Ya nunca, aunque viviera mil años, olvidaría los
sonidos de la aldea. Al principio tenía una especial sensibilidad a todos y
cada un o de ellos: el rebuzno de un burro, el ladrido de un perro, los
chasquidos de algún mulo al resbalar por la calle de piedras, el maullido de un
gato, un portazo, alguna vez, el timbre de una bicicleta, transistores,
canarios, arrullo de palomos, y, de vez en cuando el loro de doña Lola que
suelta alguna que otra palabrota...
Más tarde me acostumbro, y llego a creer que es
impresionante el silencio de la aldea. Pero ahora me doy cuenta de que recuerdo
todos aquellos sonidos que durante un año me acompañaron día a día. Y a veces
hasta siento nostalgia, porque pienso que todos ellos eran una especie de jadeo
de las doscientas o trescientas vidas que allí vivían.
Había otros sonidos, algunos inesperados, pero otros
tan familiares que eran parte importante de la vida en la aldea. Por ejemplo,
la voz del listero que los martes temprano sonaba por toda la aldea, anunciando
su llegada y animando a las mujeres con sus chirigotas y aspavientos: ¡el
listero, niñas! ¡dejad ya la cama que está aquí el listero! Y después se oye
aporrear con los llamadores en las puertas, y se oye el murmullo de las
mujeres, pagando como pueden y alguna que otra
repite: esta semana te vas a conformar sin na que tienes billetes pa
reventar. ¿Qué coño os habéis creído?
–contesta el listero-, que la mercancía
vale mucho y mis chiquillos comen tos los días. Las mujeres van pagando
y el listero anotando en una libreta que solo él puede entender. Y las mujeres
aprovechan para echar una parrafada que
no pasa de cuatro chismorreos insustanciales.
Otro día es un camión de pollitos el que escandaliza
a la hora de la comida. Pollitos rojos, verdes, azules...; pollitos como de
algodón, que son un primor. Y las casas se llenan de pollitos; cada niño
acurruca el suyo entre las manos, y por todas partes se oye el pío, pío...de
los animalitos.
La Manuela compra tres, que pían debajo de la mesa
en una cajita llena de agujeros, que el Domingo, cada vez que se sienta,
pisotea sin darse cuenta.
Quisco va y viene con uno verde, al que encanija
rápidamente con los apretones que le da y lo mucho que lo manosea.
...Y durante unos días, el sonido del silencio es un
constante piar de pollos por todas partes.
Hay sonidos que irrumpen de pronto en la aldea y
que, no obstante, parecen acentuar el silencio, como ocurre con el afilador,
que con su melodiosa flauta parece dejarnos a todos callados, escuchando.

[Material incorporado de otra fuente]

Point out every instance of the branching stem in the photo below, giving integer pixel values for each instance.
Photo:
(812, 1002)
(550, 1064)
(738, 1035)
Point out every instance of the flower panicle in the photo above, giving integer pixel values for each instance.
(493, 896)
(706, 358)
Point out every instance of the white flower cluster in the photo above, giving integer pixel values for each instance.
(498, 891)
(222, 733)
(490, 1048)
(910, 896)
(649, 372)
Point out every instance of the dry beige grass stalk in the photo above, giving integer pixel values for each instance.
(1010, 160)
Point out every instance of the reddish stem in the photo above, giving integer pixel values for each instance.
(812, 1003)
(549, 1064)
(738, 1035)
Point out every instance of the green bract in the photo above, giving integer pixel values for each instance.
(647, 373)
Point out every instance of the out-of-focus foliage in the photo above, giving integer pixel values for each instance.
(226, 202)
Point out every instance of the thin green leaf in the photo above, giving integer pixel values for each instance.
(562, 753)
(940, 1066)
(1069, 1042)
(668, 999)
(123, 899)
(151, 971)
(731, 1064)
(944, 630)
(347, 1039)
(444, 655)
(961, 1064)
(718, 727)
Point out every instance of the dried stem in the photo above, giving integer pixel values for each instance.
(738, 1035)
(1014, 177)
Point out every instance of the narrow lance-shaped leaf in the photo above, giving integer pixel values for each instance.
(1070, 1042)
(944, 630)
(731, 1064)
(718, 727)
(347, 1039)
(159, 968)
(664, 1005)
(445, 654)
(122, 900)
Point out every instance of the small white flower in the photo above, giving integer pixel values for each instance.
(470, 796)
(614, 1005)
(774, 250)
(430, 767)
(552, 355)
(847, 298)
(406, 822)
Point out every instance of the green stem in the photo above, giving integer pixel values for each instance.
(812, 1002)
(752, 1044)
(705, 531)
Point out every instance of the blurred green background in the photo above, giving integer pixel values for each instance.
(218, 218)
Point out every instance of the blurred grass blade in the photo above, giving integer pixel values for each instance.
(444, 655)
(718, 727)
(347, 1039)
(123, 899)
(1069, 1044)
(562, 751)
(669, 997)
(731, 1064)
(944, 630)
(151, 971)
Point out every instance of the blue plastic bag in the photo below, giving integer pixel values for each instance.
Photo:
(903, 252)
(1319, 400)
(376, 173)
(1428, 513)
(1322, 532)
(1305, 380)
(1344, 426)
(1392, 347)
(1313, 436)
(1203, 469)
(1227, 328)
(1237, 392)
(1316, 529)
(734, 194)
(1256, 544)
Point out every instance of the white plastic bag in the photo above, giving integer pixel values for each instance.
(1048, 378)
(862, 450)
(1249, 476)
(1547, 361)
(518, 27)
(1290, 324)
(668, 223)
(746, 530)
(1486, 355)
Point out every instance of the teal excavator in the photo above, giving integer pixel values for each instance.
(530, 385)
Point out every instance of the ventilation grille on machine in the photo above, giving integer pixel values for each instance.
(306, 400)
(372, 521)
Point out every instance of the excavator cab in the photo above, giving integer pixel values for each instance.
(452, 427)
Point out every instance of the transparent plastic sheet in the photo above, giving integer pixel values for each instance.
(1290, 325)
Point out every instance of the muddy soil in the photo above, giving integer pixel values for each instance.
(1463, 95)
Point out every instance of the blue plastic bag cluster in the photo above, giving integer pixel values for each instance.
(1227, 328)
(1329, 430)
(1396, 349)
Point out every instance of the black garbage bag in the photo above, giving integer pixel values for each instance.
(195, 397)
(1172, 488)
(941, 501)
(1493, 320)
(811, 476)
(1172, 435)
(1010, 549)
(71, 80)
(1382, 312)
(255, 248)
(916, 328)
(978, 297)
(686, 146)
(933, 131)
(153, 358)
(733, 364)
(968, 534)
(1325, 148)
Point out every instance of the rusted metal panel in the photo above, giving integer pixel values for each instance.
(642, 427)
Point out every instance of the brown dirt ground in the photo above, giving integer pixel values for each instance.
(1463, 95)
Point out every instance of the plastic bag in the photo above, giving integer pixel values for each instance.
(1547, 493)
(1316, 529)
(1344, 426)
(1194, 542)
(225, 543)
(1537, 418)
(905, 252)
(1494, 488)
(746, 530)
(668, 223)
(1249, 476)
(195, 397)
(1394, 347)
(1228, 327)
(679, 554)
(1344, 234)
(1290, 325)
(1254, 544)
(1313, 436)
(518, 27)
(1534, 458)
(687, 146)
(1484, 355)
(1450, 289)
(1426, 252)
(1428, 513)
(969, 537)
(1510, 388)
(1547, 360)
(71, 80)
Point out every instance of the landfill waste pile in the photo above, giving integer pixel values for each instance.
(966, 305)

Desde niña me ha gustado escuchar al afilador, y ver
cómo saltan chispas azules que no queman, pero que parecen un tralla de
pequeñísimas explosiones.
También a los niños de la aldea les gusta el
afilador. Y corren detrás de él, y se paran extasiados viéndolo afilar los
cuchillos y las tijeras. Y con el afilador va un perro lanudo y blanco que se
llama Sancho, y que, mientras el afilador trabaja, se queda quieto junto a su
amo como si pensara.
A veces, el ruido de un avión surca el corto cielo
de nuestra aldea y no da tiempo ni a mirar para arriba, pero el ruido sigue,
cada vez más lejano, hasta dejarnos de nuevo sumergidos en nuestro ambiente de
silencio y soledad, sobre todo en el hueco de los días, mientras los hombres
trabajan en el campo, las mujeres en las casas y los niños en la escuela.
Y el ruido del viento, que sopla fuerte porque la
aldea está en alto. Y silba como si se colara por alguna parte, y se oye el
tintineo de los cristales de la puerta de la escuela, y portazos de la ventana
del retrete que está rota. Y cuando llueve se oye, como una sedante melodía, el
runruneo del agua, y se oyen goteras y los canalones que algunas casas tienen
en los tejados.
...Y se oyen cantar los gallos de madrugada, y
gruñir los gorrinos, y cacarear las gallinas escandalosamente cuando ponen, y
retozar las mulillas en las cuadras...
En la aldea se oye la vida. Y yo de vez en cuando me
paro a recordarlo, para decirme a mí misma que he vivido, que estoy viva.